Bayamón Central University
- Motto: Orden de Predicadores
- Type: Private
- Active: 1964; 62 years ago (as Universidad Católica de Bayamón); 1970; 56 years ago (renamed Universidad Central de Bayamón)–2025
- Religious affiliation: Roman Catholic
- Location: Bayamón, Puerto Rico 18°24′02″N 66°10′53″W﻿ / ﻿18.400541°N 66.181496°W
- Campus: Suburban;
- Website: www.ucb.edu.pr

= Bayamón Central University =

Catholic university in Bayamón, Puerto Rico

The Bayamón Central University—or Universidad Central de Bayamón (UCB) in Spanish—was a private, Catholic university in Bayamón, Puerto Rico. Its predecessor began in 1961 by the Dominican Order as a community college of the Catholic University of Puerto Rico (today known as the Pontifical Catholic University of Puerto Rico).
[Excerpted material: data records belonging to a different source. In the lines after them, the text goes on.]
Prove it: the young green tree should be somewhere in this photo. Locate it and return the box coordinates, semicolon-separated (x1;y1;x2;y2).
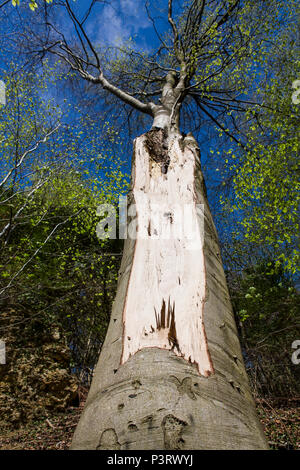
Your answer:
17;0;296;449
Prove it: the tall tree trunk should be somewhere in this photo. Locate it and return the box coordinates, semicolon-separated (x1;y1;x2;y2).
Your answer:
71;128;267;450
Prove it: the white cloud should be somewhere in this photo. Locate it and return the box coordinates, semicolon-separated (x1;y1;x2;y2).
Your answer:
89;0;150;46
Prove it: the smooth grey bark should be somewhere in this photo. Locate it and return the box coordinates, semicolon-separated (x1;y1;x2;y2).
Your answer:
71;126;267;450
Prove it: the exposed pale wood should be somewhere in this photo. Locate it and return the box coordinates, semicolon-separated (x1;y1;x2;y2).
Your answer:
122;136;213;376
71;130;268;450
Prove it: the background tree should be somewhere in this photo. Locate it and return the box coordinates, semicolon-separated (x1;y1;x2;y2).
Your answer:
0;64;126;429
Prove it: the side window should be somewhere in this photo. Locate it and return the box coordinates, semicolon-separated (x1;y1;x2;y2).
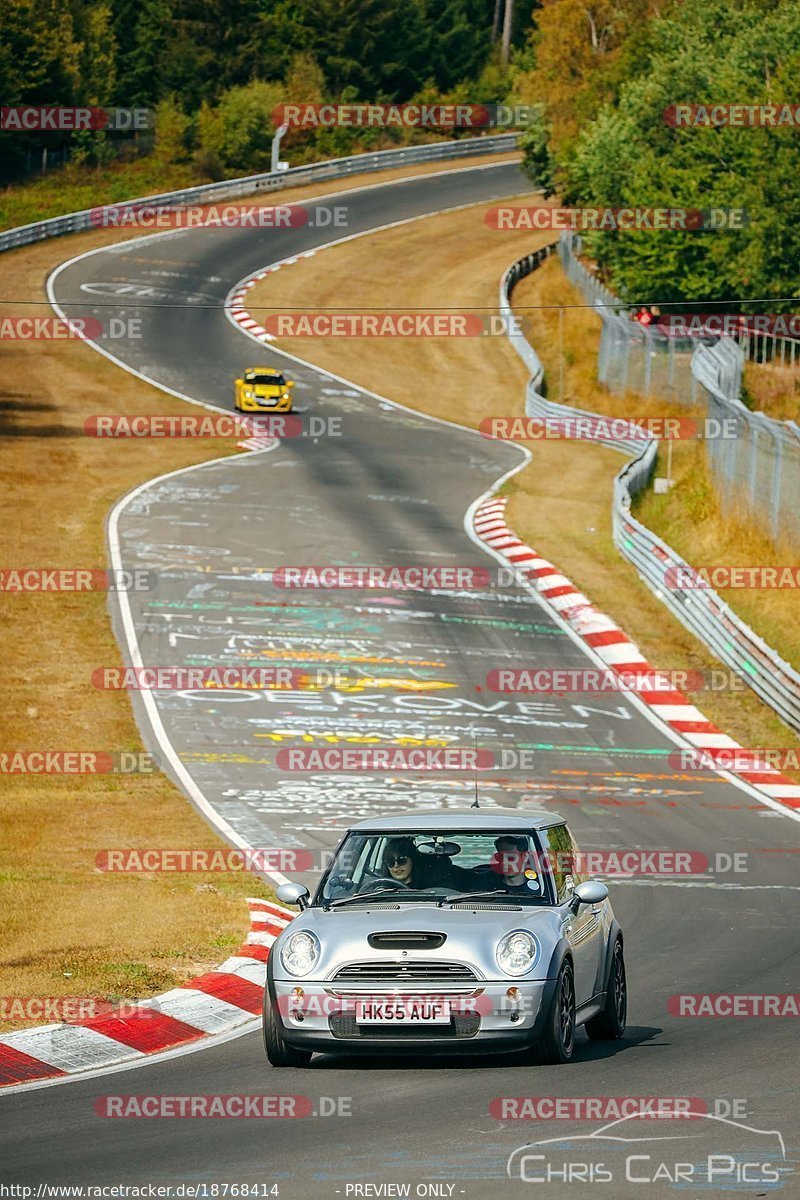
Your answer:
541;824;583;904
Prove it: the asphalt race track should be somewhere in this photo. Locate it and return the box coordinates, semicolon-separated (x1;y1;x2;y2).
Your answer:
0;164;800;1200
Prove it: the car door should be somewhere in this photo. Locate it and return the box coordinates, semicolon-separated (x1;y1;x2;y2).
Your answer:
542;824;604;1008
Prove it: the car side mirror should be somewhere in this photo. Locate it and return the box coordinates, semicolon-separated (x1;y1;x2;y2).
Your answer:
572;880;608;904
275;883;308;908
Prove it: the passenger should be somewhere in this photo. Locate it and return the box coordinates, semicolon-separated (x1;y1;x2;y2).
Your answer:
383;838;426;888
492;835;541;895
Universidad Católica de Bayamón was incorporated in 1964.

The university became autonomous on September 1, 1970, and was accredited by the Council of Higher Education of Puerto Rico, the Middle States Association of Colleges and Schools, and by the Congregation for Catholic Education.

In October 1982 a multi-use sports complex inaugurated and was dedicated in honor of Rafael Pont Flores and it bears his name.

In October 2019, U.S. federal funds were earmarked for the university.

The school was merged with the Pontifical Catholic University of Puerto Rico in 2025.